Foram entrevistados pelo Datafolha 2.002 pessoas de 16 anos ou mais em 117 municípios do Brasil nos dias 8 e 9 de abril. A margem de erro é de dois pontos percentuais para cima e para baixo, dentro do nível de confiança de 95%.
O endividamento das famílias brasileiras atravessa todo o governo Lula 3, que lançou o Desenrola sem obter resultado expressivo na redução do endividamento. Pelo contrário, ele aumentou. Depois, o Ministério do Trabalho surgiu com o Credito do Trabalhador, para empregados celetistas, dando aos bancos como garantia de empréstimo consignado para quitar dívidas uma parte do Fundo de Garantia por Tempo de Serviço (FGTS), patrimônio do trabalhador. O resultado? Mais endividamento.

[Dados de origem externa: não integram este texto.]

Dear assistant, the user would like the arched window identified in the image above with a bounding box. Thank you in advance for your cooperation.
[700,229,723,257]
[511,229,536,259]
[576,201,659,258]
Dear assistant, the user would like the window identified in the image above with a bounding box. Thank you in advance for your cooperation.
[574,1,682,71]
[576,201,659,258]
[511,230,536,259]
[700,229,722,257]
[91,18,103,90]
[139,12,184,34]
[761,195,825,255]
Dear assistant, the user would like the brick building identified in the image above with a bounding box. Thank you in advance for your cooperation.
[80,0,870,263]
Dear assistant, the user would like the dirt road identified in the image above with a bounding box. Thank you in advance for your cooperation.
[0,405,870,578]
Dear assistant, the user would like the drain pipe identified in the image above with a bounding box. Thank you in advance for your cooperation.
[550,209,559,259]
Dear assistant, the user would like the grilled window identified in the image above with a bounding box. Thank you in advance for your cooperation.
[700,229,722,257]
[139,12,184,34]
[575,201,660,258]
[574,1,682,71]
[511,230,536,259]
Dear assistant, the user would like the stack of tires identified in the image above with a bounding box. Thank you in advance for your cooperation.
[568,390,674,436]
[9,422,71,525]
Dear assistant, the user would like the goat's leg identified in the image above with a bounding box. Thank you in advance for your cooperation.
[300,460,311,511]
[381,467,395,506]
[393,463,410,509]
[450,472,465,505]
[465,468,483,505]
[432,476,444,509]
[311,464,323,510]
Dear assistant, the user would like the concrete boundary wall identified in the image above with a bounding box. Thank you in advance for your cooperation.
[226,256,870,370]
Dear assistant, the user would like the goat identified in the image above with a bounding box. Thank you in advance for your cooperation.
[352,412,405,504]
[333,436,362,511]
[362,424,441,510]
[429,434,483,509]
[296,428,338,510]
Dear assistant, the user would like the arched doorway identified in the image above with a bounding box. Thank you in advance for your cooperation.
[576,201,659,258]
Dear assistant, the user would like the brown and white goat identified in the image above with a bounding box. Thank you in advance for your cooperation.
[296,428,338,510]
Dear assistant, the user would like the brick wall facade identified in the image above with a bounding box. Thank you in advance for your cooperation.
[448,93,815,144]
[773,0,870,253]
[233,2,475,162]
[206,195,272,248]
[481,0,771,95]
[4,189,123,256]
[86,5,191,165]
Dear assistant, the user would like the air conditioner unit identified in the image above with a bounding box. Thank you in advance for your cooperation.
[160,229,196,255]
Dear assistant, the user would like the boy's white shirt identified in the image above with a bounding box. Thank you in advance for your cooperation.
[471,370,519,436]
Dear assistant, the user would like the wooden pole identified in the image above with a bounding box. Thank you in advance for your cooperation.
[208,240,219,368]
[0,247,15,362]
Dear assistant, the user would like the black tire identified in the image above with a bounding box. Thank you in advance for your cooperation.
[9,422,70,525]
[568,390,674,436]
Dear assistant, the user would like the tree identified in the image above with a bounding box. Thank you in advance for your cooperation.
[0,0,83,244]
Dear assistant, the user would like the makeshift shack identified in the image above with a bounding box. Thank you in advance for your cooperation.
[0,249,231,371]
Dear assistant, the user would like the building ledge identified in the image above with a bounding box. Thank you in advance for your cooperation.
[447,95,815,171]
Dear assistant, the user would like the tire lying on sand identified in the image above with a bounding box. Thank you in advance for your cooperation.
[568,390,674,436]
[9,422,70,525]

Segundo levantamento feito e publicado no site Poder360, o endividamento das famílias que contrataram o Credito do Trabalhador, aumentou 80% em cinco meses. O fato é relatado em um Contraponto, no blog, sobre a nova proposta em curso do governo Lula3.
A ideia é de novo usar o patrimônio do trabalhador, o FGTS, para emprestar dinheiro a fim de quitar dividas com os bancos. Do mesmo jeito que o empréstimo consignado, não resolverá o problema: é uma espoliação e favorecimento aos bancos, que ganham com os juros absurdos. Não há nem nunca houve um plano estruturante.
O Banco Central, em janeiro, registrou que o comprometimento da renda das famílias com divida atingiu o recorde da série histórica, com 29,3%. É cada vez crescente a dificuldade em fechar as contas do mês e honrar dividas com bancos.
Entre os entrevistados do Datafolha que disseram ter recorrido a empréstimos de amigos e familiares, grupo que chega a 41%, 29% buscaram esta saída por inadimplência no rotativo do cartão de crédito, 26% por dívidas contraídas junto a bancos e 25% em carnês de lojas.
Os sacrifícios para enfrentar o cenário de endividamento passam pela redução de quantidade de alimentos (para 52%); corte nos gastos com lazer (64%) e redução da quantidade de refeições fora de casa (60%).
O levantamento investigou também a inadimplência em contas de consumo e serviços. Entre os ouvidos, 28% afirmam que estão em atraso com elas. Os atrasos mais citados são nas contas de telefone/celular/internet (12% dos inadimplentes), IPTU, IPVA e carnê-leão (12%), luz (11%) e água (9%).